Nelle regioni in cui il costo della vita è elevato, lo stipendio dei docenti dovrebbe essere più alto. Lo ha affermato il ministro dell’istruzione Giuseppe Valditara, parlando del futuro del mondo scolastico e della retribuzione dei professori che, in determinate zone del Paese, rappresenta una criticità.
I posti da docente in Italia sfiorano ad oggi quota 700.000 per quanto riguarda gli istituti statali, scrive La Repubblica riprendendo l’intervento del ministro, e la retribuzione annua lorda di un professore delle superiori – neo assunto in ruolo – è di 22.679 euro. Può crescere fino a circa 35.000 euro, in linea con l’anzianità. Questo per inquadrare il tema del punto di vista delle cifre.
Il ministro ha precisato che il contratto nazionale non è stato messo in discussione, e che la problematica degli stipendi è stata sollevata dalle Regioni, che saranno interlocutori insieme ai sindacati per continuare ad affrontare il tema, alla ricerca di soluzioni nell’interesse di docenti e personale scolastico.

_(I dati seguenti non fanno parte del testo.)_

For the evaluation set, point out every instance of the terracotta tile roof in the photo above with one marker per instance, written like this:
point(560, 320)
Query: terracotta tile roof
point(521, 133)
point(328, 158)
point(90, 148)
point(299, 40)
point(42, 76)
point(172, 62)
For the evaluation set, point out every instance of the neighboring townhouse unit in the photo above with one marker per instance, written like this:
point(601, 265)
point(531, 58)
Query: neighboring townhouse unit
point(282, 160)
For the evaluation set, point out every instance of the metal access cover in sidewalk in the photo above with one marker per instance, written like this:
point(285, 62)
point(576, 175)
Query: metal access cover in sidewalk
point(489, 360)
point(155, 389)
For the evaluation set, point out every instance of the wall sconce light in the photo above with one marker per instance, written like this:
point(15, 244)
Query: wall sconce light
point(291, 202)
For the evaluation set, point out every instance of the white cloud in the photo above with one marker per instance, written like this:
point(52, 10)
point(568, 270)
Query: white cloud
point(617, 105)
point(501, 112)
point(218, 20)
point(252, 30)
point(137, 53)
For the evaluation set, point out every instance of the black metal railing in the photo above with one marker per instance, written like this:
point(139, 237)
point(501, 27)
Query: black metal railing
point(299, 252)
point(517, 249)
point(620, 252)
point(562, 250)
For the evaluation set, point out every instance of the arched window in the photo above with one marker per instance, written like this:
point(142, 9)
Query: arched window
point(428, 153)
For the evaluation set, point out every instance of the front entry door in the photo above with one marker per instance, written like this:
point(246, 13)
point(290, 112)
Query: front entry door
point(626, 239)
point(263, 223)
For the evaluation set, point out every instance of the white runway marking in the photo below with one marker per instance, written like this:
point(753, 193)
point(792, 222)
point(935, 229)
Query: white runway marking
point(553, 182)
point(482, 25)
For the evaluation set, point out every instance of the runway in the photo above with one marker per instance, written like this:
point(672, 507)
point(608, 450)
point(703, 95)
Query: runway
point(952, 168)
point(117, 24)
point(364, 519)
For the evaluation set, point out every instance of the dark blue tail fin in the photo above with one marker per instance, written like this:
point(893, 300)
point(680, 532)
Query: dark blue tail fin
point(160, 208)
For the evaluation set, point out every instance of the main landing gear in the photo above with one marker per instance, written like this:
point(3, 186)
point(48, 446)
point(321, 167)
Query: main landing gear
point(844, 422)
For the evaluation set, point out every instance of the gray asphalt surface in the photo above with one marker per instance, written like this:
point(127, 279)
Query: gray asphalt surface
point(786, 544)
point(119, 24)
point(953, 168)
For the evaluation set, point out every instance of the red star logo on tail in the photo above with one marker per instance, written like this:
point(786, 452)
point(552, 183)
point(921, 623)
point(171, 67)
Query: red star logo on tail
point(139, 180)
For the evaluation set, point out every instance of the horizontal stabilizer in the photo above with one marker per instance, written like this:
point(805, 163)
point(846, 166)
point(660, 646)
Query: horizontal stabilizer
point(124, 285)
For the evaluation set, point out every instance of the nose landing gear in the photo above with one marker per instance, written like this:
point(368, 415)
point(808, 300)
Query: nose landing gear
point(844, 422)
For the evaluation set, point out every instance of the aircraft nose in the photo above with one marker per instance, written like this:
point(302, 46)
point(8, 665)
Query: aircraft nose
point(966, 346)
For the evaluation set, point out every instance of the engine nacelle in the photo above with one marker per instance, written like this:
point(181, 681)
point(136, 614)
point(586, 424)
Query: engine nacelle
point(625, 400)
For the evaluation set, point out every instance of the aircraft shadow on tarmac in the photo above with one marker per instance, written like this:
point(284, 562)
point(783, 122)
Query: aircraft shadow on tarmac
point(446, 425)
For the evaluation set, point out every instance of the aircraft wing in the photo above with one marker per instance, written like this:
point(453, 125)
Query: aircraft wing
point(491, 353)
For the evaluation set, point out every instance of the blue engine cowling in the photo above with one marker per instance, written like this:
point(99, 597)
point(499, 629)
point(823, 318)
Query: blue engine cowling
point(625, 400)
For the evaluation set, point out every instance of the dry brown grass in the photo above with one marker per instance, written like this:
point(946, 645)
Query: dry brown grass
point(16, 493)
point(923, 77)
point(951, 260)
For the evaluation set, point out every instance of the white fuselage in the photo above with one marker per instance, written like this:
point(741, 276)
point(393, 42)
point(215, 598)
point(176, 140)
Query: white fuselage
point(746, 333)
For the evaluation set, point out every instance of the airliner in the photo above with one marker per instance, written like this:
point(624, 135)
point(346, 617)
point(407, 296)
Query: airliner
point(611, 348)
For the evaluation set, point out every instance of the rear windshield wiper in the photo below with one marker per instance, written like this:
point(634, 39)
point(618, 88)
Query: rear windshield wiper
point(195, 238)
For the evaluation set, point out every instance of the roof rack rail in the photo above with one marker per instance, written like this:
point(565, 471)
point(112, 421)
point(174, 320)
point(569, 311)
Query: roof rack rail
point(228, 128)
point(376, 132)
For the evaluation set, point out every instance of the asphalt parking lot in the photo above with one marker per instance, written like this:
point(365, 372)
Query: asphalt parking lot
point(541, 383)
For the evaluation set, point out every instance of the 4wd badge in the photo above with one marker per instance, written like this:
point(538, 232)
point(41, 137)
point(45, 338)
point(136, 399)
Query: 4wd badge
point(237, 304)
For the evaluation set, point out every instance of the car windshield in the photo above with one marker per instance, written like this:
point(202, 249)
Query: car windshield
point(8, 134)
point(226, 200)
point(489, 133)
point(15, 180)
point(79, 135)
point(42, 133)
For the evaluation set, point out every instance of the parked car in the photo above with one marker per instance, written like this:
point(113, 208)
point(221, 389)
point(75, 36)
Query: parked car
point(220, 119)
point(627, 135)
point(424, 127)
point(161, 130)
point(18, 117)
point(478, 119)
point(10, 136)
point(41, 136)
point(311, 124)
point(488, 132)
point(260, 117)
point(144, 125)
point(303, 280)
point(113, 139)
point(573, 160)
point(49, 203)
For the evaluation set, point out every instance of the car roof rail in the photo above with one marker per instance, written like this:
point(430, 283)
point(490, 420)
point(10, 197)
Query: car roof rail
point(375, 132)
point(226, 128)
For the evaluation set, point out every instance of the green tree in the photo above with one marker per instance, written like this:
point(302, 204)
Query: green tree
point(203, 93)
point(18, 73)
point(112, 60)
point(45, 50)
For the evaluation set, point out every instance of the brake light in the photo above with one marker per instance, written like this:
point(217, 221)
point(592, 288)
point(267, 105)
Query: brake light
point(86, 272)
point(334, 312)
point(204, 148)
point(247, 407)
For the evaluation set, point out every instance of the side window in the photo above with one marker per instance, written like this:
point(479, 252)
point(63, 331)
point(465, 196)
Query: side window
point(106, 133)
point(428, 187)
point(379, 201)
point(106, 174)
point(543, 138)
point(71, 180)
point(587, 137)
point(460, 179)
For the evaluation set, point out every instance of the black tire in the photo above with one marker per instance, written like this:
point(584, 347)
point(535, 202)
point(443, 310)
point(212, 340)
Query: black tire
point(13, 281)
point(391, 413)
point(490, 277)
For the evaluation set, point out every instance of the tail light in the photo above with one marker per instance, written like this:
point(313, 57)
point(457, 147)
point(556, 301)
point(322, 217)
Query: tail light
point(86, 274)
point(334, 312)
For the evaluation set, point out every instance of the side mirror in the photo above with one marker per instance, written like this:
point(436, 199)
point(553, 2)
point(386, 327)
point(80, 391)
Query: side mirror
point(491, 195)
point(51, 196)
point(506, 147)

E a proposito di soluzioni, quella di differenziare gli stipendi in base al costo della vita non convince il segretario della Cgil Maurizio Landini che – parlando con l’Ansa – è stato categorico: si rischia di tornare indietro di cinquant’anni e alimentare le divisioni. Per Gaetano Manfredi, sindaco di Napoli, intervistato da Repubblica, la proposta della differenziazione stimolerebbe l’aumento del flusso di coloro che lasciano il Sud per il Nord in cerca di migliori opportunità di lavoro. Secondo l’ex ministro dell’università e della ricerca, l’ideale, in termini di interventi a favore del mondo scuola, sarebbe incentivare le persone a spostarsi nelle zone più in sofferenza, offrendo loro dei salari migliori.